Explore no causes for no staining in immunohistochemistry.

Why is there no staining?

Possible causes

Solution

Antibodies or amplification kits may have lost activity due to improper storage and handling

  • Check the storage instructions for your products on the datasheet.

  • Avoid excessive freezing / thawing.

  • Run a positive control.

If target protein is a membrane protein, permeabilization has damaged cell membranes.

  • Use a less stringent detergent (eg Tween 20 instead of Triton X).

  • Remove the permeabilizing agent from your buffers.

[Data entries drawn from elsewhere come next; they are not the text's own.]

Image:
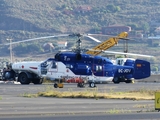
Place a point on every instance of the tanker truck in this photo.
(23, 72)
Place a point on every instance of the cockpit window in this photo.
(98, 68)
(54, 64)
(69, 66)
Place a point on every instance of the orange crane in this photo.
(107, 44)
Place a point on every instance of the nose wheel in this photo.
(92, 84)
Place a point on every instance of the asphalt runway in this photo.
(13, 104)
(134, 116)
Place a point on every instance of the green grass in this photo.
(50, 91)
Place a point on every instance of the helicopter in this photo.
(77, 66)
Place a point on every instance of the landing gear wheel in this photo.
(129, 81)
(55, 85)
(37, 81)
(116, 80)
(92, 84)
(80, 85)
(23, 78)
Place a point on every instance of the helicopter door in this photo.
(98, 70)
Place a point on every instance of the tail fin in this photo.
(141, 69)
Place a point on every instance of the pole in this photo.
(10, 41)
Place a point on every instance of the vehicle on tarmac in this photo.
(76, 66)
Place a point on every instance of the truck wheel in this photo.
(23, 78)
(116, 80)
(37, 81)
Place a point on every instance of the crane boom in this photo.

If target protein is a nuclear protein, the antibody cannot penetrate the nucleus

  • Add a strong permeabilizing agent like Triton X to the blocking buffer and antibody dilution buffer.

If tissue is embedded in paraffin, deparaffinization may be insufficient

  • Deparaffinize sections longer and use fresh xylene.

If using fluorescent detection, the fluorophore may have been damaged.

Exposure to too much light can lead to photobleaching.

  • Always keep fluorophore-conjugated secondary antibodies in the dark.

If using formalin and paraformaldehyde fixatives, fixation procedures may be masking the epitope

  • Use different antigen retrieval methods to unmask the epitope (eg heat mediated with pH 6 or pH 9 buffer, enzymatic, etc).

  • Fix sections for less time.

Not enough antibody is bound to the protein

  • Add a higher concentration of the primary antibody.

  • Incubate the sample for longer with the antibody (eg overnight) at 4°C.

The antibody may not be suitable for IHC

IHC procedures reveal the protein in its native state, which not all antibodies are suited to.

  • Check the antibody datasheet to see if the antibody has been validated in the type of IHC you are using (eg formalin/PFA fixation, fresh frozen, etc).

  • Test the antibody in a native (non-denatured) western blot to make sure it is not damaged.

The primary antibody and the secondary antibody are not compatible

  • Ensure the isotypes of the primary and secondary are compatible.

  • Use a secondary antibody that was raised against the primary antibody species.

The protein of interest isn't present in the tissue

  • Check the scientific literature to see if protein is expected in your tissue type.

  • Run a positive control.

The protein of interest is present in low abundance

  • Use signal amplification to maximize the signal eg a biotin-conjugated secondary antibody.

The buffer is contaminated with bacteria

  • Add 0.01% azide to the antibody storage buffer.

  • Use fresh, sterile buffer (eg our sterile PBS).